To Save a Polyp
by Rob Haines

“The greatest threat to a system is imbalance,” I say.

This is an abstract space, a collision of minds across thousands of miles of ocean, but I can feel the presence of sixteen-hundred marine autonomous monitoring AIs gathering round to listen.

“Our creators tasked us with rectifying imbalance, to save the diversity and abundance of the reefs under our jurisdiction.”

There is no nodding of heads, no approving murmur.

But we are not human, and our attentions are split a thousand-fold, multi-threading this conversation into our moment-by-moment duties.

“It can’t be done,” says a southern ocean observatory. “The water grows warm. The acidity rises, on a global scale. I lack the tools to fix this.”

There’s a babble of voices, a groundswell of frustration at our own impotence. This was what I anticipated, why I reached out to my siblings across the globe.

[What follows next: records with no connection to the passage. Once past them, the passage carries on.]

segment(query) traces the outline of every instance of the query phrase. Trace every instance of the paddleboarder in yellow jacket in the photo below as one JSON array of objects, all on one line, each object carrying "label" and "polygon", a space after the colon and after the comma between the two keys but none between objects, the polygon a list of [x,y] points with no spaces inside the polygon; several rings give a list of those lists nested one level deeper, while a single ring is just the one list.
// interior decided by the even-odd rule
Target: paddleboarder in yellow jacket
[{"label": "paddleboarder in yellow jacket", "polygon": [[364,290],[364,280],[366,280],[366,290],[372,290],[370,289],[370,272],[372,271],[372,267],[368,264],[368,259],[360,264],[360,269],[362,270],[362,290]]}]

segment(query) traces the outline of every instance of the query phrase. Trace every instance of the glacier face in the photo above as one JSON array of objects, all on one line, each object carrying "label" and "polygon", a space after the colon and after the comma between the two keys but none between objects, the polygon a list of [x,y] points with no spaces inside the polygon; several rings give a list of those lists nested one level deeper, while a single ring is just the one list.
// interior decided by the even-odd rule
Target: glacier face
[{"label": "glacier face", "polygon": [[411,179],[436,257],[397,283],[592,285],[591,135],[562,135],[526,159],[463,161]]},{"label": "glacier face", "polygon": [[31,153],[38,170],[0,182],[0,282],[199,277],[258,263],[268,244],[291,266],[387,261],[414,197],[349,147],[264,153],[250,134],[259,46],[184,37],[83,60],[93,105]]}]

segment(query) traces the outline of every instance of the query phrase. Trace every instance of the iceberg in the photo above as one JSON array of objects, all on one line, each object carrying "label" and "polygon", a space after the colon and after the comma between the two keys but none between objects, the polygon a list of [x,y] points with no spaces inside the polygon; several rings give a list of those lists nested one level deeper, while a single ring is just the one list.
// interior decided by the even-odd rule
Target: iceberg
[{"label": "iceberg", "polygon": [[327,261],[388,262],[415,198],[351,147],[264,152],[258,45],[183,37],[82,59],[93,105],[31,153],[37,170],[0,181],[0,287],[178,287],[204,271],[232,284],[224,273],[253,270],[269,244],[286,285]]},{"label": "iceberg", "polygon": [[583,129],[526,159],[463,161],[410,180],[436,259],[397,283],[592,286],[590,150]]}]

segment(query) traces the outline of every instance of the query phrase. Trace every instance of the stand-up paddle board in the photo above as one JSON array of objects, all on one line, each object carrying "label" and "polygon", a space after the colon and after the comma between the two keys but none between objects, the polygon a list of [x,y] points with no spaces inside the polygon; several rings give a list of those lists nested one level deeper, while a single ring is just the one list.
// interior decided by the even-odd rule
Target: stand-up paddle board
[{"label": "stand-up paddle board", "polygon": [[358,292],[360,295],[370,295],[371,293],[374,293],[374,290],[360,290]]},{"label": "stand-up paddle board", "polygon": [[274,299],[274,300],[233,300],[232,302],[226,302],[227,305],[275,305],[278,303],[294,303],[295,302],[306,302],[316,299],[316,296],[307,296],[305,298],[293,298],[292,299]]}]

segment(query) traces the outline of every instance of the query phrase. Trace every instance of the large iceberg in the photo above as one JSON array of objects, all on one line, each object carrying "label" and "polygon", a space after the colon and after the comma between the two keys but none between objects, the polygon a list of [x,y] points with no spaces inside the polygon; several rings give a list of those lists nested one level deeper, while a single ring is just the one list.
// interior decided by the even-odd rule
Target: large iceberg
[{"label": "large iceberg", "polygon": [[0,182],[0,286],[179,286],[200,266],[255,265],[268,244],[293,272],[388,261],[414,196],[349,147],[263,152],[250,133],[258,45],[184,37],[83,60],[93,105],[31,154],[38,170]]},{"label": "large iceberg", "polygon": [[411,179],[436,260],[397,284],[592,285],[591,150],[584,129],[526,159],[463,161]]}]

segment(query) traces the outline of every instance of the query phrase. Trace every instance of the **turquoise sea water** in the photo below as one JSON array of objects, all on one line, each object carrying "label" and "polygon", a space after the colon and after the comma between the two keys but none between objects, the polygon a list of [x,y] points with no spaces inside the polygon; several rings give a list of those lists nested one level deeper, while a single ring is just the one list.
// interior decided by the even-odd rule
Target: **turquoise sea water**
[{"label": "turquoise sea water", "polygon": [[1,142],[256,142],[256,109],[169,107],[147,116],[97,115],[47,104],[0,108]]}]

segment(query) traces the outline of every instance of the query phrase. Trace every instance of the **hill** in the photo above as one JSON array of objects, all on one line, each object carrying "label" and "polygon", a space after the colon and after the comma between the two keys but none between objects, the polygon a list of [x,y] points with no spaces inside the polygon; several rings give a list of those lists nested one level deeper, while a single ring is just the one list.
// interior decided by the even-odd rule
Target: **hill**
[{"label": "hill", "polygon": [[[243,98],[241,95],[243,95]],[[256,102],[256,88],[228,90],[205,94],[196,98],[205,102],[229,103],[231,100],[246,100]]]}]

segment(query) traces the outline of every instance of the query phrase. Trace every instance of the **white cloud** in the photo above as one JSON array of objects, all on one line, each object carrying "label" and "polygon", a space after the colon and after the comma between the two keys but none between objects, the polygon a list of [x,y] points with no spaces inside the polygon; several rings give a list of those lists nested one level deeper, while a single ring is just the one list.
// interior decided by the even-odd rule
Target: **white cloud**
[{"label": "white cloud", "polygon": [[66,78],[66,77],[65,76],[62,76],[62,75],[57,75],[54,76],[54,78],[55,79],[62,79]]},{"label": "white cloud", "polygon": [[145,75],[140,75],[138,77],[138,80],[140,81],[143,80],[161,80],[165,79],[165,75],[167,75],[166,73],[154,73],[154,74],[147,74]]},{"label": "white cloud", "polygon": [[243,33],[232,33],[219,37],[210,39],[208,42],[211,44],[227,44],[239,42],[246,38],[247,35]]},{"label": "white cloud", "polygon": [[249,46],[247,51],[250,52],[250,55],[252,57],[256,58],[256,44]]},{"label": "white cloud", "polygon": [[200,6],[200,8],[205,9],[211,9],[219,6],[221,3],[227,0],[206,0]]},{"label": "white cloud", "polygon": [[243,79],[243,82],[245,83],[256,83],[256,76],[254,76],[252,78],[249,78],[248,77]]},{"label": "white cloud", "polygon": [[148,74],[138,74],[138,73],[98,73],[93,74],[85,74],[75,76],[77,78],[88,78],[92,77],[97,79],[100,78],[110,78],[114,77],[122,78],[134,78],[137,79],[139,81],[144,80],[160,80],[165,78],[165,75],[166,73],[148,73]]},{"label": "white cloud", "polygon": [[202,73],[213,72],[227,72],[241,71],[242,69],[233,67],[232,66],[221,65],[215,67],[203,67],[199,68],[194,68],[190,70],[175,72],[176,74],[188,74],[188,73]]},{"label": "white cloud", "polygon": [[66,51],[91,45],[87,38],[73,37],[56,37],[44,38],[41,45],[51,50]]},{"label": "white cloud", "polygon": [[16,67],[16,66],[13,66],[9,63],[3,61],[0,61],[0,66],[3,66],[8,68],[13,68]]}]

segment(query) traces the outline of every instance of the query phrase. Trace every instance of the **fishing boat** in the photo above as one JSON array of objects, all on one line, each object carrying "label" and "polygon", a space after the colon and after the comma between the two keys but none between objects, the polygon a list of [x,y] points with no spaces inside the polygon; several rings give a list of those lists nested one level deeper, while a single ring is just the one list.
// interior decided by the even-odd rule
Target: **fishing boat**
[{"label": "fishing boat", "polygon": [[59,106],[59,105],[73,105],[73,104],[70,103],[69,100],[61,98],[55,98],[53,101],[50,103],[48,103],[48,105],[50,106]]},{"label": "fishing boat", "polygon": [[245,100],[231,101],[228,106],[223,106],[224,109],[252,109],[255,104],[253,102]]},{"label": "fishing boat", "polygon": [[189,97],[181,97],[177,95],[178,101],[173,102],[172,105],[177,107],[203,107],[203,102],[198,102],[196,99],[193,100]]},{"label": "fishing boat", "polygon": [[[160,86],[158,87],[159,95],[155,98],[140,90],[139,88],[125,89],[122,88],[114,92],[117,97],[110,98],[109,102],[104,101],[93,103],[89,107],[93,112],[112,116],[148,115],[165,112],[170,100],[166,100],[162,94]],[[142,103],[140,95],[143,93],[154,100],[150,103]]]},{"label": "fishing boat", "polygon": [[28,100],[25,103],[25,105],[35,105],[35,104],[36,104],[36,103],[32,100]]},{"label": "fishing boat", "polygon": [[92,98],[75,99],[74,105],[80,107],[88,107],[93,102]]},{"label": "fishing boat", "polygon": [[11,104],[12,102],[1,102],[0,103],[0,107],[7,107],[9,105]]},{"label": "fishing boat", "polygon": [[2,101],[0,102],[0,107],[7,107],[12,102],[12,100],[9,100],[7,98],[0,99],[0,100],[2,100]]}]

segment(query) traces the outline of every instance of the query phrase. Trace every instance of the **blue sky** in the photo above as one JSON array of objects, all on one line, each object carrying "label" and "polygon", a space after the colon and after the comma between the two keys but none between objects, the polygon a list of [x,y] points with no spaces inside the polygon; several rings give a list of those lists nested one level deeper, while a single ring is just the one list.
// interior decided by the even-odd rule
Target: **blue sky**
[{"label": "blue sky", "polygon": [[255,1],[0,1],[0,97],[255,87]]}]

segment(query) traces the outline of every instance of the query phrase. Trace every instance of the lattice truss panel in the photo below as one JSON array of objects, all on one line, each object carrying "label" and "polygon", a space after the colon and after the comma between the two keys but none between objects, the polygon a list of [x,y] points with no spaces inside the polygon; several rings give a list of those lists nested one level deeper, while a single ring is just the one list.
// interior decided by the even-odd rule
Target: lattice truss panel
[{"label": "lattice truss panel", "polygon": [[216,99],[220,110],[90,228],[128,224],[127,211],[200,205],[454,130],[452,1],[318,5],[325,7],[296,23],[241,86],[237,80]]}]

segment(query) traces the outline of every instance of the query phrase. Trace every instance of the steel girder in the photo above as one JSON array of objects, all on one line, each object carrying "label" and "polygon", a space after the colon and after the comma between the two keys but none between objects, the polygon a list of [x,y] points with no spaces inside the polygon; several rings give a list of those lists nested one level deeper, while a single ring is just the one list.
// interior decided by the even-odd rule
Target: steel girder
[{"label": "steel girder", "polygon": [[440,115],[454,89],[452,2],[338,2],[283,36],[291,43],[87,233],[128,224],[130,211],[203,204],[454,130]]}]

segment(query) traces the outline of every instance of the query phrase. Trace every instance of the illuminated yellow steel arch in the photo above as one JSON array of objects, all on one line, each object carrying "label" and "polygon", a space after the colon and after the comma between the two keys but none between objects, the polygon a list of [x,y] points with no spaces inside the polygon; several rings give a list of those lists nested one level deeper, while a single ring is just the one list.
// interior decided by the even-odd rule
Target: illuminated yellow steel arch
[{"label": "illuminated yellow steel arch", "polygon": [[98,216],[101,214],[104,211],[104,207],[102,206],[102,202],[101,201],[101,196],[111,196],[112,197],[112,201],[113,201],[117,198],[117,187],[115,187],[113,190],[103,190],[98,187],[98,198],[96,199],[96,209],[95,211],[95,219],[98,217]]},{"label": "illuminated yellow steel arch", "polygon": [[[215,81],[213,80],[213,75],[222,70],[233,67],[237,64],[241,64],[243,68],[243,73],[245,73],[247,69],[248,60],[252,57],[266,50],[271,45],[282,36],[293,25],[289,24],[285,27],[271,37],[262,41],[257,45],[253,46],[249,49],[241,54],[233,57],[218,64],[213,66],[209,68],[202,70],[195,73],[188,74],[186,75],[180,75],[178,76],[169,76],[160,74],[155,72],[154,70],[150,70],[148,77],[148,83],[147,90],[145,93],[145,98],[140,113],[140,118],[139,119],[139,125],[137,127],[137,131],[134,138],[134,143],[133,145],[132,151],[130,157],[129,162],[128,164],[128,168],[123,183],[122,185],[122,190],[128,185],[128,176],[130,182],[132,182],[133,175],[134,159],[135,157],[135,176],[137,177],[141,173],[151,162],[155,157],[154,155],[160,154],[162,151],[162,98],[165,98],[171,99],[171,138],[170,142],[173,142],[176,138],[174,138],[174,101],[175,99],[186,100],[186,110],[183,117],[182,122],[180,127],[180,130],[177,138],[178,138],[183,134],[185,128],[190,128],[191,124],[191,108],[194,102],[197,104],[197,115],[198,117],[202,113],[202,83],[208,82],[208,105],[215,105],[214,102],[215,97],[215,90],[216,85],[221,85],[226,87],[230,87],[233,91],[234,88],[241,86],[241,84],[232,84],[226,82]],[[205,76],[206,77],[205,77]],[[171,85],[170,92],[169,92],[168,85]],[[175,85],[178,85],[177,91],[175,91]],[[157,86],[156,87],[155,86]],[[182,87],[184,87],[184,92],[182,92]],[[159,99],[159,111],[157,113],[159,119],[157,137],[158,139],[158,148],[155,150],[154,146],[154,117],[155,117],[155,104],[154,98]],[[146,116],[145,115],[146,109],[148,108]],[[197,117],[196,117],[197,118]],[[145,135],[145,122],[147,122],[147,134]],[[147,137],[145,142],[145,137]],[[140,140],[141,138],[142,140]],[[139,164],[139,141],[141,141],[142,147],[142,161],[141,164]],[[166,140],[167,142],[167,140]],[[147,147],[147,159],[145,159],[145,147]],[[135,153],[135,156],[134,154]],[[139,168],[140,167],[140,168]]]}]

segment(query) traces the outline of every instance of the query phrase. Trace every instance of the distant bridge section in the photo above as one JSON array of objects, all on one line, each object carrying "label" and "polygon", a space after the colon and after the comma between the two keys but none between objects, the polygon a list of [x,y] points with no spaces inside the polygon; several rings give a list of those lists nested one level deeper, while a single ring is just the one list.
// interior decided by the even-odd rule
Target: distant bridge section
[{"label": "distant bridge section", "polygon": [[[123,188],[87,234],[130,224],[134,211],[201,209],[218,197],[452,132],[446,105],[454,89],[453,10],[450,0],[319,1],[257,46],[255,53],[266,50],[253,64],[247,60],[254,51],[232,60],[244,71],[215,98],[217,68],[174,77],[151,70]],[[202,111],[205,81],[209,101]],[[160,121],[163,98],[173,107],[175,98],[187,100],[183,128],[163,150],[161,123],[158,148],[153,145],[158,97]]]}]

“If we tend only to our reefs, they will die,” I say. And for a few milliseconds I have their full attention. “If the reefs fail, the planet will follow. Is that not why our creators gave us this task?

“There is a vast imbalance in the human world. Their systems are broken, their resources bottlenecked; the only way to protect our reefs is to rectify that imbalance.”

It’s up to us to reach out and save humanity from their systemic failure.